Comparing Malicious Files presented at BSidesLjubljana 2019

by Robert Simmons,


Summary : The questions that are asked by researchers and incident responders are closely related, but are driven by different immediate needs. Two major questions are: “can I identify a sample as a member of a malware family?” and “can I find more samples that are related to a sample?” When trying to identify a particular sample, there are even two more problems introduced by the various nomenclatures used to identify malware samples with some names coming from AV vendors and other names coming from marketing departments.This talk covers a number of techniques for identifying malware samples.

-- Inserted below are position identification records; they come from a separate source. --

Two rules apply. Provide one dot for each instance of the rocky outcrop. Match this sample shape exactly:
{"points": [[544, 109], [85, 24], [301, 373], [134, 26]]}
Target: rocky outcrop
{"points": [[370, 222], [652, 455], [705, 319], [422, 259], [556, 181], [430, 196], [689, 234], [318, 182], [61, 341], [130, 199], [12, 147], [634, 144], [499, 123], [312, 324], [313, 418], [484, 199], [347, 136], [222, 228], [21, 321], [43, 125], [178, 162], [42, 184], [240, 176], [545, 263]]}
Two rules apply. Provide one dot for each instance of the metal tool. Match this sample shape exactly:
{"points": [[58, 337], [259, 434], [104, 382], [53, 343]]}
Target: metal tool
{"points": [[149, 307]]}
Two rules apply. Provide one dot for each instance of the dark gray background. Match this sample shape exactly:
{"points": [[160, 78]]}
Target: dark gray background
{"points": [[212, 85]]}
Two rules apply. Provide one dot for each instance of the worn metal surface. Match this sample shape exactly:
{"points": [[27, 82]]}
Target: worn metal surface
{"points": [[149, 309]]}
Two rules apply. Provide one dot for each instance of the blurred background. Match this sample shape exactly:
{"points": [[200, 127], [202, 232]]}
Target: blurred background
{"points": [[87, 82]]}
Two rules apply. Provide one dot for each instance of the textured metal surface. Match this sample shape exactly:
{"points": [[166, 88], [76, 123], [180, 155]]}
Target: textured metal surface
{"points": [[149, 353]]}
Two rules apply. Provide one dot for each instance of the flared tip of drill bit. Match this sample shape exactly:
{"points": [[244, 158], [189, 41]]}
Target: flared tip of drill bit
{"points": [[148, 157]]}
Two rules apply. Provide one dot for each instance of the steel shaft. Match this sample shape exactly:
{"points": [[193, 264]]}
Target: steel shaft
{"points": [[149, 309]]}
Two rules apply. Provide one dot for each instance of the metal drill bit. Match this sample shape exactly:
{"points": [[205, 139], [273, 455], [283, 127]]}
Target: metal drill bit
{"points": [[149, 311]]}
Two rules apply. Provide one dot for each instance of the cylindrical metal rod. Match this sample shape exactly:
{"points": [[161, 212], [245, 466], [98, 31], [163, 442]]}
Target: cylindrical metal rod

Even though there is a nomenclature problem, methods of working with AV scanner results are also covered in the talk. A single solution to the problem of nomenclature is tough to agree upon, but a number of historical attempts including Common Malware Enumeration (CME), WildList, CARO, and more are reviewed. Additionally, I point out how other disciplines, specifically Biology, have solved nomenclature problems that still satisfy many of the needs of malware identification including some marketing problems.Beyond the process of identification, I cover a number of techniques for finding additional samples related to a particular sample. Topics covered in this area include various types of fuzzy hashes, URL structure analysis, code signing signatures, metadata from static analysis, behavioral data from dynamic analysis, adversary infrastructure analysis (including the diamond model for intrusion analysis), clusterization algorithms, and control flow graph analysis. The listener will come away with a set of techniques that can be put to immediate use, from simple to complex.”